Frazier Glenn Cross Jr., 73, of Aurora, Missouri was identified as the suspected shooter by law enforcement sources, the Kansas City Star reported.

Three people were killed on Sunday afternoon at the Overland Park Jewish Community Center and the nearby Jewish assisted-living center, Village Shalom, outside of Kansas City, Kansas.

Cross had known ties to white supremacist groups and has been involved in previous threats, according to CNN.

The Southern Poverty Law Center, a civil rights organization that tracks hate groups, said Cross uses the aliases Glenn Miller or Frazier Glenn Miller and is the former Grand Dragon of the Carolina Knights of the Ku Klux Klan.

Cross quit high school and became a member of the elite Green Berets, serving two tours in Vietnam.
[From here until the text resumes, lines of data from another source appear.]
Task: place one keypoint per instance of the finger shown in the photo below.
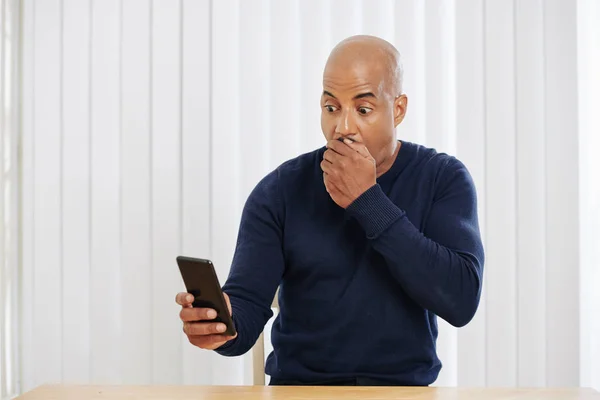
(197, 314)
(228, 302)
(331, 156)
(358, 147)
(339, 147)
(329, 184)
(184, 299)
(203, 328)
(327, 167)
(209, 342)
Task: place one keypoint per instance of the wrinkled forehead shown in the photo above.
(350, 76)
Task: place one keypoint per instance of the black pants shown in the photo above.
(338, 382)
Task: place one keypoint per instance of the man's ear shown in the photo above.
(400, 104)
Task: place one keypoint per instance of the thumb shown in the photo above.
(228, 302)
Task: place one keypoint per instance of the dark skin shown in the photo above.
(362, 104)
(361, 101)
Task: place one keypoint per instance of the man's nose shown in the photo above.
(346, 124)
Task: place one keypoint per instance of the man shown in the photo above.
(369, 239)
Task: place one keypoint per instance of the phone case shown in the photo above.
(201, 281)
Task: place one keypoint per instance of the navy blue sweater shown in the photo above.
(360, 288)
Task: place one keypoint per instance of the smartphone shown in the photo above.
(201, 281)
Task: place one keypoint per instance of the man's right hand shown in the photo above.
(206, 335)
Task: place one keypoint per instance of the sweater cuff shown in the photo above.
(374, 211)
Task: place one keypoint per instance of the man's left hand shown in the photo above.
(348, 171)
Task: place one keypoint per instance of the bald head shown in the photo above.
(373, 56)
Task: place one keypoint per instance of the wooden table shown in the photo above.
(299, 393)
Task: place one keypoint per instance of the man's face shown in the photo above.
(357, 102)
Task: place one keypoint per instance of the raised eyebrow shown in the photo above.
(326, 93)
(363, 95)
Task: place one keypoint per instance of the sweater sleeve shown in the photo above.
(257, 267)
(440, 268)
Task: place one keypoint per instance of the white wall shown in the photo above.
(147, 123)
(588, 30)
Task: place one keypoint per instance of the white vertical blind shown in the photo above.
(588, 65)
(9, 197)
(136, 219)
(146, 123)
(75, 115)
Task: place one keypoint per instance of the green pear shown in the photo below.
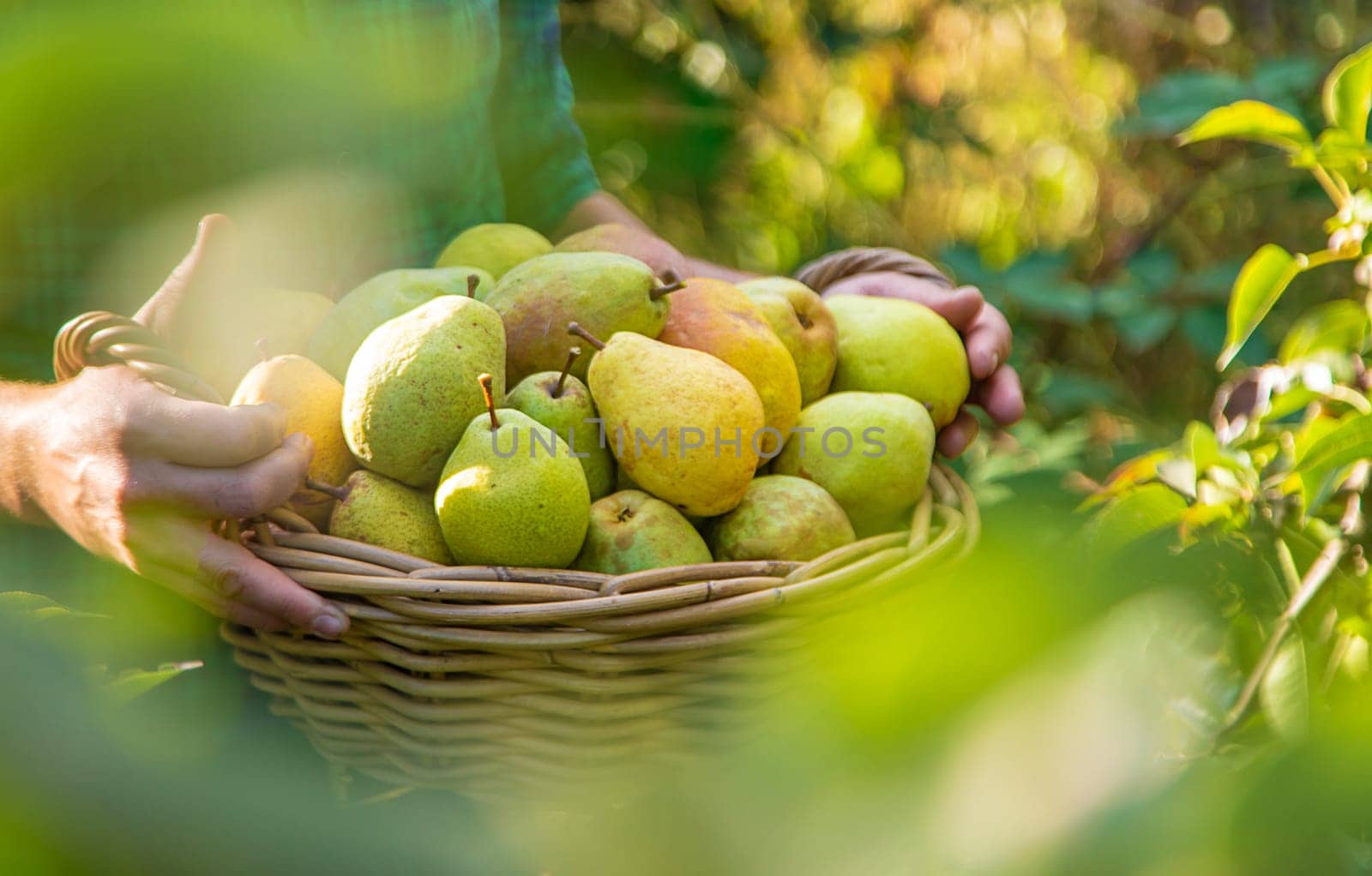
(603, 291)
(869, 450)
(804, 325)
(617, 237)
(888, 345)
(372, 507)
(412, 387)
(683, 424)
(781, 517)
(381, 299)
(631, 531)
(512, 494)
(494, 247)
(564, 405)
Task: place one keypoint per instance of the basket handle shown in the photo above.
(102, 338)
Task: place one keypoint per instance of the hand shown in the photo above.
(995, 386)
(134, 475)
(208, 274)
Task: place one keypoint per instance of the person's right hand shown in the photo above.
(135, 475)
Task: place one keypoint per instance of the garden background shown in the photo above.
(1028, 711)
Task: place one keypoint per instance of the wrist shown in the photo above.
(24, 411)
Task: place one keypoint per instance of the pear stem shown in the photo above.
(575, 328)
(490, 399)
(567, 368)
(338, 492)
(671, 283)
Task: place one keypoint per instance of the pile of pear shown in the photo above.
(505, 407)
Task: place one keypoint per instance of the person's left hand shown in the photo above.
(995, 386)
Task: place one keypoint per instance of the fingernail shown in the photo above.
(331, 622)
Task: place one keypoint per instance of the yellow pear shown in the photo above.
(312, 399)
(715, 317)
(681, 423)
(226, 336)
(804, 324)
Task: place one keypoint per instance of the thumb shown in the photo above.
(210, 263)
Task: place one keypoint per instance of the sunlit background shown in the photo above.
(1042, 709)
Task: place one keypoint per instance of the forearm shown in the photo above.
(18, 411)
(604, 208)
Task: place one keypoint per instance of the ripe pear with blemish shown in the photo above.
(631, 531)
(803, 322)
(648, 391)
(412, 387)
(603, 291)
(377, 510)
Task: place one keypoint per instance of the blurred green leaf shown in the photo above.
(1135, 516)
(1335, 325)
(1285, 694)
(1348, 441)
(1070, 393)
(1146, 329)
(34, 608)
(1180, 475)
(1348, 93)
(135, 683)
(1278, 78)
(1249, 119)
(1262, 280)
(1177, 99)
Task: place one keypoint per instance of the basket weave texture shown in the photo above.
(480, 679)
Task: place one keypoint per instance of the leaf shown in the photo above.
(1286, 691)
(1261, 281)
(1216, 280)
(1156, 269)
(1135, 516)
(135, 683)
(1348, 441)
(1146, 329)
(1249, 119)
(1348, 93)
(1054, 299)
(38, 608)
(1179, 475)
(1177, 99)
(1339, 325)
(1070, 393)
(1200, 443)
(1286, 77)
(1128, 476)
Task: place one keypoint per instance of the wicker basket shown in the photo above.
(480, 677)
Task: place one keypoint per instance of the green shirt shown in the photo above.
(123, 114)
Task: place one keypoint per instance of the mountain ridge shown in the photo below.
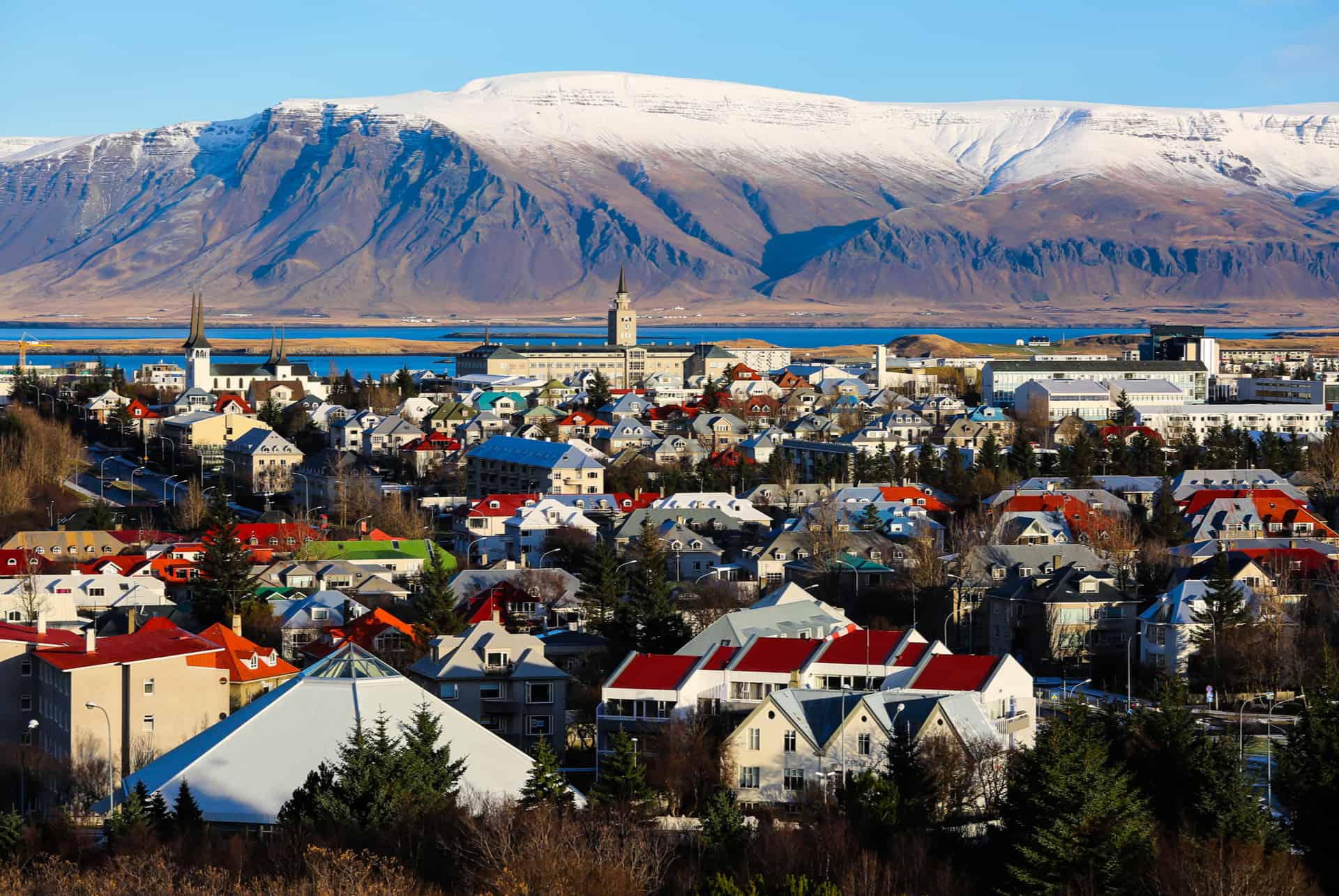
(525, 193)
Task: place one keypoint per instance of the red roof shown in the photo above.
(955, 673)
(239, 653)
(506, 504)
(863, 646)
(141, 411)
(224, 400)
(29, 635)
(156, 639)
(720, 658)
(911, 654)
(776, 655)
(653, 671)
(908, 493)
(363, 631)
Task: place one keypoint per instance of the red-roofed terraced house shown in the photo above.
(999, 685)
(160, 686)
However, he was forced to retire in 1979 because of his Klan affiliation, according to the SPLC.

Later he became active in a neo-Nazi group called “The Order” that advocated violence against Jews and African Americans, the SPLC said.

During the shooting, he asked people if they were Jewish before shooting at them, witness Rabbi Herbert Mandl told CNN. A total of five people were shot at, but only three were hit.
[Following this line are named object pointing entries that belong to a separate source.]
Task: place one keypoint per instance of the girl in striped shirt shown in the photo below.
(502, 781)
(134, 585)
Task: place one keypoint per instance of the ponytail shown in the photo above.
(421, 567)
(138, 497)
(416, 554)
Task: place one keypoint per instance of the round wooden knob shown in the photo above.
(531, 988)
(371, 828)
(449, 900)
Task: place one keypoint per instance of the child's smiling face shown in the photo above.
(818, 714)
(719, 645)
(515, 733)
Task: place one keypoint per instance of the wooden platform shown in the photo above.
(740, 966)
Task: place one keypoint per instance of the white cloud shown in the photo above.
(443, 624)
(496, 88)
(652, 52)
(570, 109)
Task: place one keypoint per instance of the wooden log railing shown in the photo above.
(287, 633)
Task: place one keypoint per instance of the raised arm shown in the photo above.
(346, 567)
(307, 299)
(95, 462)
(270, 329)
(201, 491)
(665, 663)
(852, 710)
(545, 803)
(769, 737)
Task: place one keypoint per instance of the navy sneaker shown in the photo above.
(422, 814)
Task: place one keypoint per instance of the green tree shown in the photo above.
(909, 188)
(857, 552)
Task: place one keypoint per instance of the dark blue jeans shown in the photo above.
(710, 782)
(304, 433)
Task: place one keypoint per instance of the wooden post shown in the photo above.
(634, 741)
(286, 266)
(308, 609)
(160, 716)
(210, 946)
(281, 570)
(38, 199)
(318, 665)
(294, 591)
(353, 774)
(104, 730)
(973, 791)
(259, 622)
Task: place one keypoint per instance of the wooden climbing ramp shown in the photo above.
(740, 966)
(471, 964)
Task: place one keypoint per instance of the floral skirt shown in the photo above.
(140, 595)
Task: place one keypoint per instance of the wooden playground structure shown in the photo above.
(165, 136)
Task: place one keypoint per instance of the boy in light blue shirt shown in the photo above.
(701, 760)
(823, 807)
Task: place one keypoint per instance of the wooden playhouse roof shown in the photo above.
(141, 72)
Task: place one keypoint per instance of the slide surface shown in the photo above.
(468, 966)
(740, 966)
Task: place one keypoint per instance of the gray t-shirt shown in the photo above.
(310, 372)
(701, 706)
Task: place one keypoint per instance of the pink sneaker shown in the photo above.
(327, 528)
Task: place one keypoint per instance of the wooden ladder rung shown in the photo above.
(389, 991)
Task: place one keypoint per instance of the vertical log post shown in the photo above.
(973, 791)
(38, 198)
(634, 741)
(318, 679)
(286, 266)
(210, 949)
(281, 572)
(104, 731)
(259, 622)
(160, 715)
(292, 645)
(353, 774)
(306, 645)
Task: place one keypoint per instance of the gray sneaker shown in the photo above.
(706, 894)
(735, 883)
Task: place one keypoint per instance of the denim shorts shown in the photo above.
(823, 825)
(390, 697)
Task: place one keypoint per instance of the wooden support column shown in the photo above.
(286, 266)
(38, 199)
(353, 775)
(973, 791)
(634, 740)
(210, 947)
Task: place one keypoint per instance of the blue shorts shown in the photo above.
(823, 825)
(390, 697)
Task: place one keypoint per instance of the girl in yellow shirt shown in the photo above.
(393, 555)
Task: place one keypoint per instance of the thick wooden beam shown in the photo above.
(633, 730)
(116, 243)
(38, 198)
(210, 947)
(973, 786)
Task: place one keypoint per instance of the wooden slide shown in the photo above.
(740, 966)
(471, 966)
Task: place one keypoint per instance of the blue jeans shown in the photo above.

Some of his more minor offenses include buying or trying to buy advertising time on various Missouri radio stations, including at least one in Kansas City, claiming he was a write-in candidate for the US Senate for Missouri. The ads were extremely offensive to Jews, African Americans, and the federal government, the Star reported.

“We’ve sat back and allowed the Jews to take over our government, our banks and our media,” one radio commercial said.

The ads were eventually banned by the Missouri Broadcasters Association.

The two victims gunned down at the JCC were identified as Dr. William Lewis Corporon and his 14-year-old grandson Reat Griffin Underwood, according to the Star.

Their family was Christian and belonged to the United Methodist Church of the Resurrection in Leawood, Kansas, church spokeswoman Cathy Bien told the Star.

The third victim's name was not released.

Despite the fact that the attacks occurred on the eve of Passover at Jewish sites, both US President Barack Obama and Overland Park Police Chief John Douglass were hesitant to call the attack a hate crime or anti-Semitic.

Obama expressed his condolences to the families of Sunday's shooting victims in a statement released early Monday morning, though he did not reference the nature of the crime or the fact that the attacks occurred at Jewish community buildings.

"While we do not know all of the details surrounding today’s shooting, the initial reports are heartbreaking," he said. "I want to offer my condolences to all the families trying to make sense of this difficult situation and pledge the full support from the federal government as we heal and cope during this trying time."

Douglass said at a press briefing that it was too early to label the attacks as anything other than "vicious acts of violence," though the attack would be investigated as a hate crime, he added.

“We might make that assumption but we need to know more,” he said.

Douglass did not confirm what many outlets reported — that the suspect shouted “Heil Hitler” — but said merely that Cross made “several statements” while in the back of the police vehicle that were being vetted for accuracy and evidentiary value.



However, local news station KMBC caught Cross yelling what sounds like "Heil Hitler" on camera as he sat in the back of a police car.

The FBI and local authorities were continuing the investigation into whether he had an anti-Semitic motive.